Ed è lì che, percorrendo la strada a strapiombo sulla costa ispida, sto andando: dove le onde dell’Atlantico si inchinano sulla spiaggia grigia, e cancellano le impronte degli abitanti: 71 secondo l’ultimo censimento.

Di una di loro, appena sceso dall’auto, incrocio lo sguardo azzurro: un cenno discreto di saluto col capo prima di entrare in una delle poche case colorate di Tjørnuvík. Per le vie strette che le dividono dalla chiesa costruita nel 1937, non c’è nessuno. Solo il vento le attraversa. E mi spinge là.

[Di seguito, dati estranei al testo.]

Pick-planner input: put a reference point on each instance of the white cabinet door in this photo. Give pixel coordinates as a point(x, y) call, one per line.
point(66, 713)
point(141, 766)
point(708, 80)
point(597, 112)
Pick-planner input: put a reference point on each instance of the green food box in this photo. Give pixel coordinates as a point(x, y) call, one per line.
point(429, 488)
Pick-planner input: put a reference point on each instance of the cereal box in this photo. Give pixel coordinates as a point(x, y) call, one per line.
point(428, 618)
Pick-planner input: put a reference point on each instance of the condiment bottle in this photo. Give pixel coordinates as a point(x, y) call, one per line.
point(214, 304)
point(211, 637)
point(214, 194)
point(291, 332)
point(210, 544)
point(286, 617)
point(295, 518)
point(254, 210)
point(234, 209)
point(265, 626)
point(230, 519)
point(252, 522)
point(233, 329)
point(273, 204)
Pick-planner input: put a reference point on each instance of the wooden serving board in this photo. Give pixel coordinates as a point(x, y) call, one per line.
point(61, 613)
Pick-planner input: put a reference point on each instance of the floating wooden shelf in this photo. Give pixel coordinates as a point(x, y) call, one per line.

Sulla riva soffia più forte, sussurro scabro a raccontare la storia di questa luogo impervio che gli scavi del 1956 hanno riscritto: l’area di sepoltura rinvenuta dimostra che il villaggio esisteva già in epoca vichinga.

Così come il rinvenimento di un anello di bronzo celtico testimonia il legame di Tjørnuvík e dell’arcipelago faroese con le isole britanniche. Viene da laggiù, oltre questo ferro di cavallo di roccia ancestrale che è l’insenatura al cui inizio si stagliano “Risin og Kellingin”.

Dalla spiaggia li vedo bene, aguzzi massi verticali piantati nel mare increspato. Secondo la leggenda, erano un gigante e una strega venuti da una terra lontana per prendere le Faroe e portarle via con sé.

Per raccoglierle tutte, però, serviva molto tempo: così, mentre caricavano l’enorme peso sulle loro schiene, la notte si fece giorno e il sole li trasformò per sempre in due rocce di fronte a Tjørnuvík.

Seguendo il sentiero che dalla spiaggia costeggia parte dell’insenatura, arrivo sino a dove finisce il cemento dell’imbarcadero. Voltandomi, guardo l’imponenza della montagna contro il cui verde, il villaggio è tratteggiato.

Due volte all’anno viene organizzata una gita da Tjørnuvík a Stakkur, una roccia alta 133 metri. Per raggiungere la cima, si deve entrare in un container d’acciaio che sale verticalmente il lato della sommità.

Il solo immaginarlo mi sfinisce di vertigini. Prima di rimettermi in auto, con lo sguardo e il cuore torno al mare davanti – placido grigio lievemente increspato dal vento scabro.